Thankfully, Trump doesn’t seem to particularly care, since Newsweek noted that “just 75 minutes after Chutkan gave notice that the order had been reinstated, Trump appeared to violate it by attacking his former attorney general and a potential witness, William P. Barr.”
That attack came not to silence any testimony Barr may give in the trial, mind you, but was a response to the former attorney general criticizing Trump’s speaking skills.
“His verbal skills are limited,” Barr said during a speech at the University of Chicago on Friday, as The Hill reported.
“If you get him away from ‘very, very, very’ … you know, the adjectives … they’re unfamiliar to him and they sort of spill out, and he goes too far,” Barr said. “He’s not very disciplined when it comes to what he says.”
Well, Trump fired up his Truth Social account and laid into the former attorney general.
Well, cue liberal outrage. Here’s prolific, witless social media polluter Ron Filipkowski, editor of the liberal website Meidas Touch, alleging that the post violates the gag order:
Since Bill Barr is a witness against Trump in the J6 case, this new post violates his gag order in DC. pic.twitter.com/9q4MwM0fNP
— Ron Filipkowski (@RonFilipkowski) October 30, 2023
This is likely true, but it’s also exactly what’s wrong with the gag order in the first place.
All of the court cases against the former president that just so happened to come together right as the presidential campaign season geared up — what a coincidence! — put us in terra nova as a republic. However, out of all of these, the Jan. 6 case presents the thorniest one, because it involves political speech that will play a critical part in the 2024 campaign if Trump wins the Republican nominee.
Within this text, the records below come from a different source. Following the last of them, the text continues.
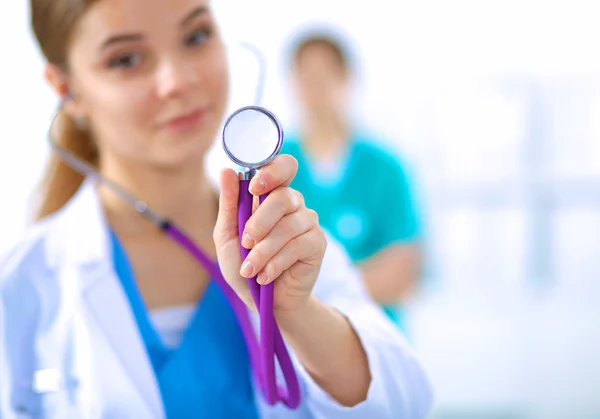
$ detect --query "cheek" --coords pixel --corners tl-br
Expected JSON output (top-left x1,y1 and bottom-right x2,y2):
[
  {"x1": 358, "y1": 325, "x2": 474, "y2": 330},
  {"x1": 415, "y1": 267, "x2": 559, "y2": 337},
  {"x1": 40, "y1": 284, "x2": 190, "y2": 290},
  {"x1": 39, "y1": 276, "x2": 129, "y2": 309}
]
[
  {"x1": 203, "y1": 53, "x2": 229, "y2": 115},
  {"x1": 89, "y1": 85, "x2": 156, "y2": 156}
]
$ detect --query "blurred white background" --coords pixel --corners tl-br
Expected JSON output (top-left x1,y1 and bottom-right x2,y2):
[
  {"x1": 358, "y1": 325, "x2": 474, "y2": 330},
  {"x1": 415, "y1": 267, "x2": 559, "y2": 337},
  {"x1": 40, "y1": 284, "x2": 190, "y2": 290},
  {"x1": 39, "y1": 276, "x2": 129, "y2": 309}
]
[{"x1": 0, "y1": 0, "x2": 600, "y2": 418}]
Virtually anyone involved in this case in the most tangential manner can say the most vicious calumnies about Trump and what happened during the Capitol incursion — or otherwise, as Bill Barr proved by calling a man given to two-hour extemporaneous stump speeches verbally “limited.”
Trump, however? He’s expected to shut his trap by order of the court.
And if he doesn’t, there are more than a few Democrats who want him in jail.
There are plenty of reasons to be suspicious of Judge Chutkan, but blocking the DOJ from sending Trump to jail for violating a preposterous, un-American gag order isn’t one of them.
Three cheers aren’t in order, but maybe a quarter of a halfhearted cheer is called for.
For all her faults, Chutkan made sure on Sunday that we didn’t slip further into banana republic territory — no matter how much her leftist cohort wants to see the former president in prison.
It’s worth noting, though, that the footnote ends with “at this time.”
So, time will tell. And Americans will be watching.